La résolution 1952 (2013) adoptée le 2 octobre 2013 par l'assemblée parlementaire du Conseil de l'Europe traite du droit des enfants à l'intégrité physique, sujet en principe largement consensuel. La résolution a d'ailleurs été adoptée à une large majorité de 78 voix contre 13, et 15 abstentions. 

La résolution s'efforce d'envisager aussi largement que possible les atteintes à l'intégrité physique dont les enfants peuvent être victimes, "notamment les mutilations génitales féminines, la circoncision de jeunes garçons pour des motifs religieux, les interventions médicales à un âge précoce sur les enfants intersexués, et les piercings, les tatouages ou les opérations de chirurgie plastique". 

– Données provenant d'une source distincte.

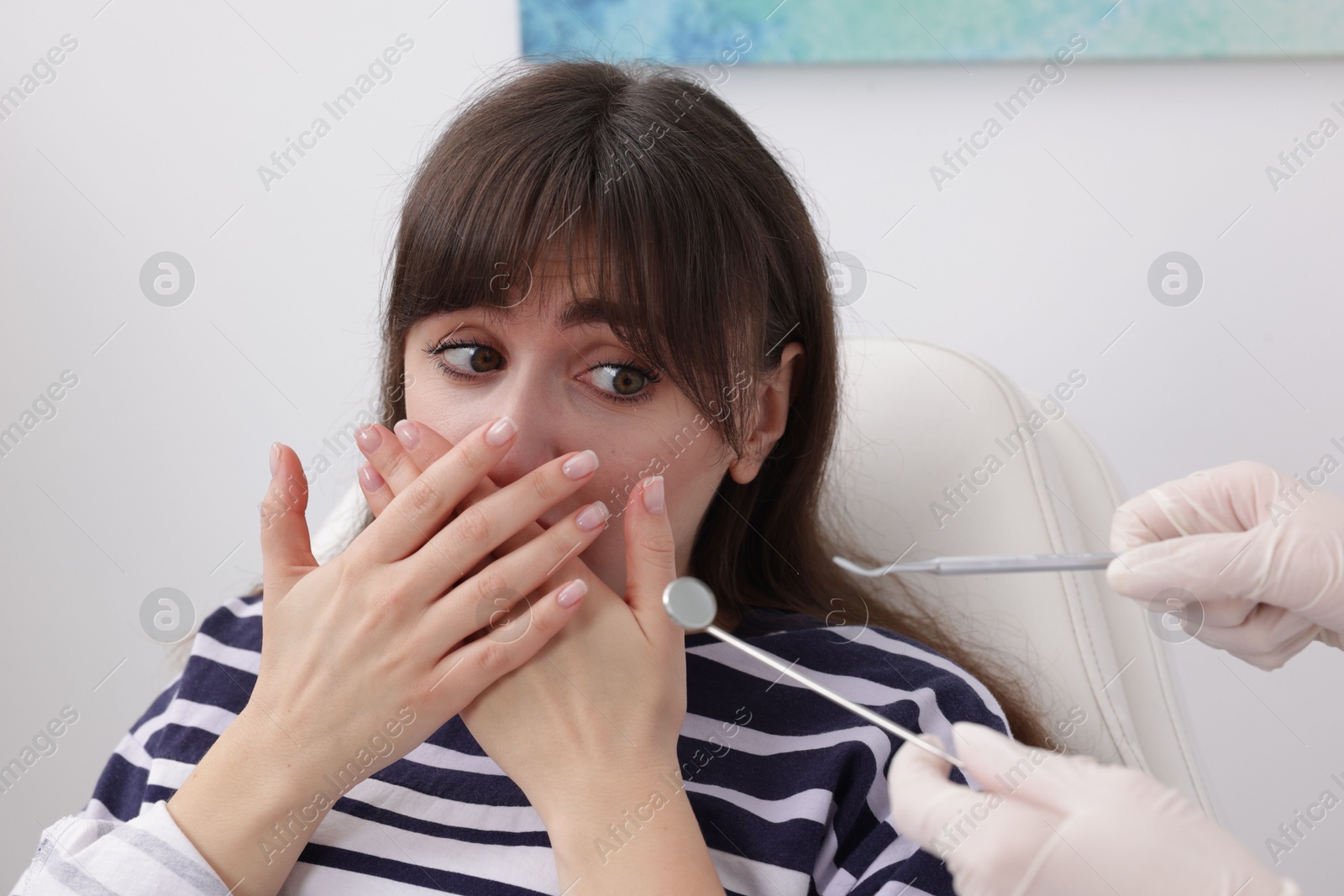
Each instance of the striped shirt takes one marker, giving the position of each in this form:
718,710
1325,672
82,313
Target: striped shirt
790,789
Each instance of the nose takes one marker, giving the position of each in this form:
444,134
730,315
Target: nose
539,439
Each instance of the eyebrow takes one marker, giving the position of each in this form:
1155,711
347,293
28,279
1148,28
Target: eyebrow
588,311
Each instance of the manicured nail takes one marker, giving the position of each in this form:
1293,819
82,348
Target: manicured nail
370,477
591,516
571,593
369,437
501,432
580,465
652,490
407,432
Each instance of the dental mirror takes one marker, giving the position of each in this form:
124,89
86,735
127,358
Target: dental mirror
691,605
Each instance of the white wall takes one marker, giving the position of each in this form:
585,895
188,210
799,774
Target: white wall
1035,258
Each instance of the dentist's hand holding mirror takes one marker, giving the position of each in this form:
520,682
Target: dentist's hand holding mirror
1253,560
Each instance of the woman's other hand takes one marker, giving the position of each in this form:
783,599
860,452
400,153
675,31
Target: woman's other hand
589,727
1260,551
365,658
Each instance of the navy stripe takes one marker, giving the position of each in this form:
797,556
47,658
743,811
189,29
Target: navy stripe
847,772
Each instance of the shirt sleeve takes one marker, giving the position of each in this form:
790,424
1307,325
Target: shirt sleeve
145,856
124,841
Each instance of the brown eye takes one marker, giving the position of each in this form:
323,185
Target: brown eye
622,380
479,359
484,359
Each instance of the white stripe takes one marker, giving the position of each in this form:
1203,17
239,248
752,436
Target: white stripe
168,773
871,694
806,804
897,851
241,609
181,712
891,645
436,757
222,653
530,867
763,745
749,876
413,804
342,882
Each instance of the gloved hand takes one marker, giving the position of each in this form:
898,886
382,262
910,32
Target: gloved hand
1052,825
1260,551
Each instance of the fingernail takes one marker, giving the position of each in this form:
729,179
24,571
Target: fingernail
501,432
571,593
581,465
652,490
407,432
369,437
370,477
591,516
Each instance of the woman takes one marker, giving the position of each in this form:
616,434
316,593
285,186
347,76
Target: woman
605,270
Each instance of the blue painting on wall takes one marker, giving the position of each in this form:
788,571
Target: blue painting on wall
953,31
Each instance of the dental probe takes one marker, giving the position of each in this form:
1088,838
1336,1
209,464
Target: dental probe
974,564
692,606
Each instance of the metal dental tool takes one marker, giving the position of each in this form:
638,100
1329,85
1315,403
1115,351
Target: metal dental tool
692,606
978,564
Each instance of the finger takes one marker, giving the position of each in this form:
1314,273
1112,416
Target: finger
988,841
421,446
922,797
425,446
1268,638
1211,567
286,543
1038,777
387,457
420,511
1223,499
649,558
503,584
378,495
477,530
474,667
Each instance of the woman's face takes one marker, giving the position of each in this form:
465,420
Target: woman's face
570,385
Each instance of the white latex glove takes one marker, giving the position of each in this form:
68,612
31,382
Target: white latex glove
1261,555
1052,825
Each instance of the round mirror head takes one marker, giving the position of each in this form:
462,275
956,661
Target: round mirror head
690,604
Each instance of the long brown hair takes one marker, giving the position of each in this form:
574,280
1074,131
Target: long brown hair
705,244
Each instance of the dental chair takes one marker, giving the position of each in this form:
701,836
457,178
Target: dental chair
916,419
920,418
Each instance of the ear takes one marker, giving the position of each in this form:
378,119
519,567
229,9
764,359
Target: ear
772,412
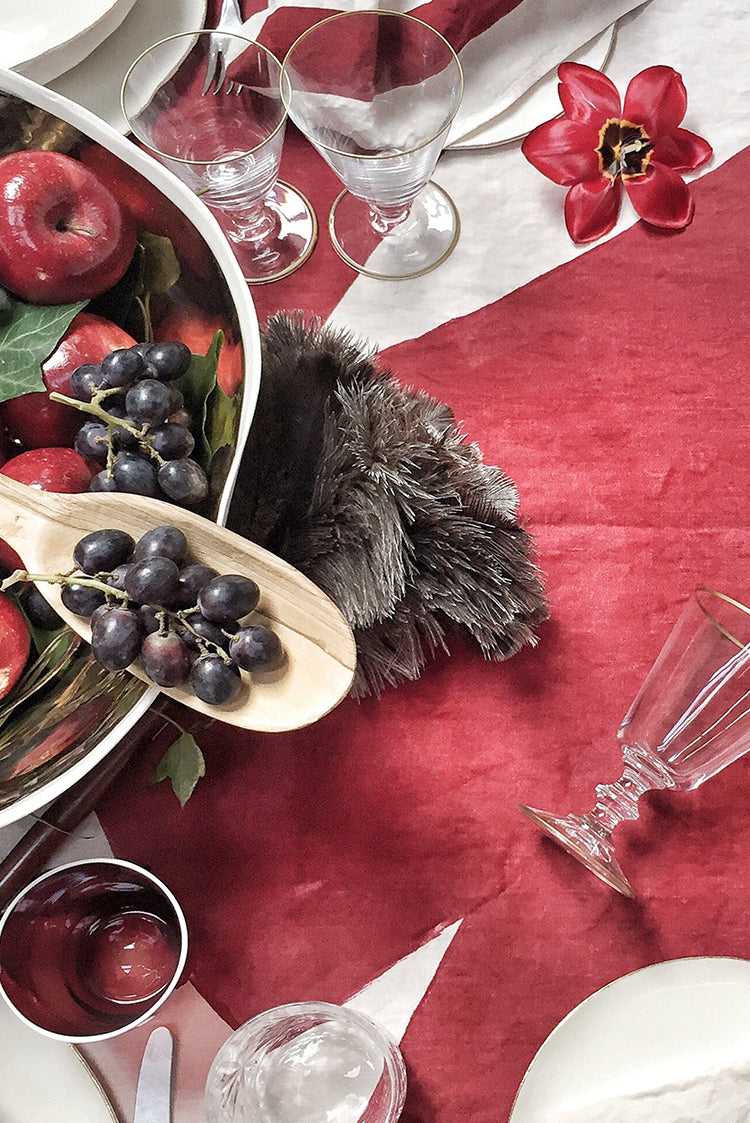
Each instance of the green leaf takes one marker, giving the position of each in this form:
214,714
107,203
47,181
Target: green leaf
161,264
198,385
183,765
221,420
118,302
27,337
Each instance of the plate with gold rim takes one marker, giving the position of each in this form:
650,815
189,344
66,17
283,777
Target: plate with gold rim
674,1028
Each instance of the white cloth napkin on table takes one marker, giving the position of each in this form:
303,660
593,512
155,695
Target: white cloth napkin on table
500,64
718,1095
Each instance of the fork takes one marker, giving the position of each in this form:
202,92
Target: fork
230,19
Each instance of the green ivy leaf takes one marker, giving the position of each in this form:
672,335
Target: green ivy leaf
183,765
198,385
161,264
27,337
221,420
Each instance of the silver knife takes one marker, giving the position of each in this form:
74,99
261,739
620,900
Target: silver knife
154,1089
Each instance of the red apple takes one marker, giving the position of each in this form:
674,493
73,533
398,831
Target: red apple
194,328
149,209
38,422
58,469
63,236
15,644
89,338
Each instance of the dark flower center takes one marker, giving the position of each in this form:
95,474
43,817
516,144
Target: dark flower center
623,149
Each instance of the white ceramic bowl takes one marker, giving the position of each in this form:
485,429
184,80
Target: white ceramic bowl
36,774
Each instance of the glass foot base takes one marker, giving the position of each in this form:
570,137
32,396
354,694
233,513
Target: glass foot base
290,244
592,849
414,246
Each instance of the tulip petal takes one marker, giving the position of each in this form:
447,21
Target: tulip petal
564,151
656,99
682,151
586,94
592,209
661,198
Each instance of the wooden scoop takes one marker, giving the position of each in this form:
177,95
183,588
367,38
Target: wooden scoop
44,528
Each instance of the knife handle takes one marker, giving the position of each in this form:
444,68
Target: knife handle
69,810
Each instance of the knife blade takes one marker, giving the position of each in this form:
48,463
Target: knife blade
154,1088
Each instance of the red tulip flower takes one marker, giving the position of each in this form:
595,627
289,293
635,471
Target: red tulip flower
598,147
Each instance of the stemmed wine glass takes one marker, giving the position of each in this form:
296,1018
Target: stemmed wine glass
222,136
376,92
689,720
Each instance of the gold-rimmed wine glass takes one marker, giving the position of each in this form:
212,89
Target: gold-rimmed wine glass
222,136
689,720
376,92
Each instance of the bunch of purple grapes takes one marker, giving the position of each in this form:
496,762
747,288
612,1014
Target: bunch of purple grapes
140,429
149,602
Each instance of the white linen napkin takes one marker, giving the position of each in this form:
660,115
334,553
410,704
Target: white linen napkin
720,1094
500,64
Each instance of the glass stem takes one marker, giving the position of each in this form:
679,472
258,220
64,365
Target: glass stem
619,801
255,224
385,218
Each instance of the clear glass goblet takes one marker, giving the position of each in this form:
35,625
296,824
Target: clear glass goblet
310,1061
376,92
689,720
222,136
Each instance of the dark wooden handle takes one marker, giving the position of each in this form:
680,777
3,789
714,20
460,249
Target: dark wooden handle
31,852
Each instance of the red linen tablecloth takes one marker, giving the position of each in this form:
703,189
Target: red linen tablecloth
612,392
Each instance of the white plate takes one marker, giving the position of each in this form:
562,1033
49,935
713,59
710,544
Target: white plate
43,38
95,82
44,1080
540,103
668,1022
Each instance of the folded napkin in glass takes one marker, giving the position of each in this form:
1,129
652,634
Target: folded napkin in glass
505,46
720,1094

On s'en doute, c'est surtout le fait de placer la circoncision parmi ces atteintes à l'intégrité physique qui a suscité les réactions les plus vives. La pression religieuse est si forte que le simple fait de débattre de ces pratiques sous l'angle juridique est considéré comme une atteinte à la liberté religieuse. Le porte parole du ministère des affaires étrangères israélien a ainsi appelé le Conseil de l'Europe "à revenir immédiatement sur cette résolution". De son côté, Abdellah Zekri, membre du Conseil français du culte musulman (CFCM), déclare : "Je m'indigne contre cette résolution et m'étonne du silence des dirigeants musulmans qui n'ont pas réagi". On le constate, la résolution a au moins le mérite de dégager un consensus inattendu.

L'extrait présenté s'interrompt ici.